Elly Page, a senior legal adviser at the International Center for Not-for-Profit Law that tracks bills limiting the right to protest, told The New York Times Wednesday that so far this year, the number of anti-protest bills are already more than double the number introduced in any other year.
The legislative proposals include those which GOP lawmakers say attempt to combat rioting and support law enforcement personnel in responding to unlawful protests.
The bills come following months of demonstrations spurred in part by the May police killing of George Floyd. Former Minneapolis police officer Derek Chauvin, who kneeled on Floyd’s neck for roughly nine minutes, was found guilty Tuesday of murder and manslaughter.
However, additional protests over the recent police killings of 20-year-old Daunte Wright and 13-year-old Adam Toledo have spurred concerns of further civil unrest and riots throughout the country, thus reigniting calls from Republicans for more police presence and support.
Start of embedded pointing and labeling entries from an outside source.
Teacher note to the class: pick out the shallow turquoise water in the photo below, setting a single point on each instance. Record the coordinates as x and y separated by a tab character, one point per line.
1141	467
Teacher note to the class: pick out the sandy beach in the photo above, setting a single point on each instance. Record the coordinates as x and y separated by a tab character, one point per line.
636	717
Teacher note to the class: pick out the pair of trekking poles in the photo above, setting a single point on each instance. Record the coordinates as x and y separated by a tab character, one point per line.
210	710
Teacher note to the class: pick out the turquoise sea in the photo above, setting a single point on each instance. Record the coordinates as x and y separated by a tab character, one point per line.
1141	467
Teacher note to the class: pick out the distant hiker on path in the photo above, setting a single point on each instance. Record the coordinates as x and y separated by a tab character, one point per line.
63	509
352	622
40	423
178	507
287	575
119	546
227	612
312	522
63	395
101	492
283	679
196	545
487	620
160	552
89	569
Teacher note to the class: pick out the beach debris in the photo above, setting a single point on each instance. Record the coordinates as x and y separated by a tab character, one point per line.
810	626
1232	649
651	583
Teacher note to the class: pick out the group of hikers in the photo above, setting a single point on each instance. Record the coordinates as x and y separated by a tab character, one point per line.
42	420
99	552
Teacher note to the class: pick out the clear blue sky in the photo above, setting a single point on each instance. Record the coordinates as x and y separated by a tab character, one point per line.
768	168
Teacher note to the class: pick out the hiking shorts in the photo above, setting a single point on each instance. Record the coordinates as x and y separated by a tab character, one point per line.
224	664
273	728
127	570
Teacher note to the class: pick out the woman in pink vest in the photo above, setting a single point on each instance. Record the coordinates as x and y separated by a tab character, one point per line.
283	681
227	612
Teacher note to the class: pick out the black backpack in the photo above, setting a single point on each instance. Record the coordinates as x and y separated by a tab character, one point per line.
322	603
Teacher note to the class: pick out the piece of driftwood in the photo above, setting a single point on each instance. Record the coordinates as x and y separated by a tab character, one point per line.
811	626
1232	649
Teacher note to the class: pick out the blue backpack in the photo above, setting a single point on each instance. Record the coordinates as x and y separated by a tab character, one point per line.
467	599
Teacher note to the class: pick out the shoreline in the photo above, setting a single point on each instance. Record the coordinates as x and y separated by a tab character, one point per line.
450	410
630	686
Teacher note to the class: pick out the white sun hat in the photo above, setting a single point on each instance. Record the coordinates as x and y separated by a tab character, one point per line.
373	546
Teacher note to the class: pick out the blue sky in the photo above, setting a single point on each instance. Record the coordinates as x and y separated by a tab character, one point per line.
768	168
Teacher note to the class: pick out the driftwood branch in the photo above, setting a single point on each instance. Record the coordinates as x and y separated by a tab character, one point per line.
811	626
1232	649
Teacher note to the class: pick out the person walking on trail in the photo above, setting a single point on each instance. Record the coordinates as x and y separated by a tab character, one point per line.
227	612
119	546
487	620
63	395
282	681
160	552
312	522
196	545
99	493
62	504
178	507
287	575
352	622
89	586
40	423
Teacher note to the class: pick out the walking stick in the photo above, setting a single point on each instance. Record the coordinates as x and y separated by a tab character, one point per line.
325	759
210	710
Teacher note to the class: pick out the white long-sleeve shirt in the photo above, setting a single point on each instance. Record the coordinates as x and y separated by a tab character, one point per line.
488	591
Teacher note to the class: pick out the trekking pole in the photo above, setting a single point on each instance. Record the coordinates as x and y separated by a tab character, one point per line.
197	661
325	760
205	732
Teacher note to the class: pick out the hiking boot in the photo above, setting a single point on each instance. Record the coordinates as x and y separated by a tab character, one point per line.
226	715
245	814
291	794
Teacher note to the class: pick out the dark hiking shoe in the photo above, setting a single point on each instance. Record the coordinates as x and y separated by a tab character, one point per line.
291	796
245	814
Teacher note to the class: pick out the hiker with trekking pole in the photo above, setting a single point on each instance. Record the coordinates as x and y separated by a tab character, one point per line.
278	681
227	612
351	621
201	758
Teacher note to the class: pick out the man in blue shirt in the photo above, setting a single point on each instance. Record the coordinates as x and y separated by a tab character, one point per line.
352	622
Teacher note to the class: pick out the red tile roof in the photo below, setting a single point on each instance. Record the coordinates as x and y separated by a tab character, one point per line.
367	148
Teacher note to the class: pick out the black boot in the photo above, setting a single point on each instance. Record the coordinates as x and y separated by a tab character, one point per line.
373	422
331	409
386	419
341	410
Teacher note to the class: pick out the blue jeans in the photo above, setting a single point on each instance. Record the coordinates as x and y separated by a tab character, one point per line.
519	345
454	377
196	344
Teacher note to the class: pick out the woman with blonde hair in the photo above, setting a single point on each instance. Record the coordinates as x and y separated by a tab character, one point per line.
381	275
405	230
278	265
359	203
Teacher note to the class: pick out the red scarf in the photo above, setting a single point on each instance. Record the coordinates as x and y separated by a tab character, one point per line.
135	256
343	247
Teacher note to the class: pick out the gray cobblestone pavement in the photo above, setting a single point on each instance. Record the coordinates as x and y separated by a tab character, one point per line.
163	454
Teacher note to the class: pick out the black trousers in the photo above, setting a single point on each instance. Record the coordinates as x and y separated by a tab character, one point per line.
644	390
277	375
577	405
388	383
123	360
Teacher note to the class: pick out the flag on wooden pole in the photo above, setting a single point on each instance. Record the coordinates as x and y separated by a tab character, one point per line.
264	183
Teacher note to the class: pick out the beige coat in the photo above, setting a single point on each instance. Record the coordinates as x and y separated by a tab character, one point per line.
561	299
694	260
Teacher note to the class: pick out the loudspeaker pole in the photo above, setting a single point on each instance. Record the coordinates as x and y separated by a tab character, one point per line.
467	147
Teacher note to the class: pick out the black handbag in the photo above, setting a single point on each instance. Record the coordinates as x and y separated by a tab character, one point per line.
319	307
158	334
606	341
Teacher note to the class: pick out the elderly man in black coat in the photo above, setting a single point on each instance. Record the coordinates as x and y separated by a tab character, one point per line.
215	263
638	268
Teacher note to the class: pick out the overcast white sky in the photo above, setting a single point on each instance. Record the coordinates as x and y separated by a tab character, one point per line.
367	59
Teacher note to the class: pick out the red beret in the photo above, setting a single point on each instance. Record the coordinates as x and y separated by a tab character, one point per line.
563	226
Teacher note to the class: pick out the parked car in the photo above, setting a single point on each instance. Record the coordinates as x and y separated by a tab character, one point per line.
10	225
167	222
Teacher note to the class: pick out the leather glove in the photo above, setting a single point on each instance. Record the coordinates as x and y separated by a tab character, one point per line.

Among the wave of anti-protest bills is one signed into law by Florida Gov. Ron DeSantis (R) on Monday. Known as the “anti-riot bill,” the measure requires that cities receive state approval before cutting police budgets and makes it a felony to destroy historical structures, including flags and memorials, during protests.
The law, which goes into effect immediately, also includes a number of other penalties, including increasing the charge for battery on a police officer during a riot to a minimum of six months in jail.
DeSantis praised the law during a news conference Monday, calling it “the strongest anti-rioting, pro-law enforcement piece of legislation in the country.”
GOP-controlled legislatures in Oklahoma and Iowa have recently passed bills that seek to grant immunity to drivers who strike or injure protesters with their vehicles in public streets during demonstrations, and a Republican bill in Indiana would prohibit anyone convicted of unlawful assembly from working in a state or local government role.
In Minnesota, a bill proposed in the state Senate earlier this month would prevent those convicted of an unlawful protest violation from receiving student loans or other forms of financial aid, including unemployment benefits.
While the measures have secured widespread support from Republicans, Democrats and civil rights advocacy groups argue that the wave of proposals could threaten Americans’ First Amendment rights to free speech and lawful assembly.
Vera Eidelman, a lawyer at the American Civil Liberties Union, told the Times Wednesday that the bills are “consistent with the general trend of legislators’ responding to powerful and persuasive protests by seeking to silence them rather than engaging with the message of the protests.”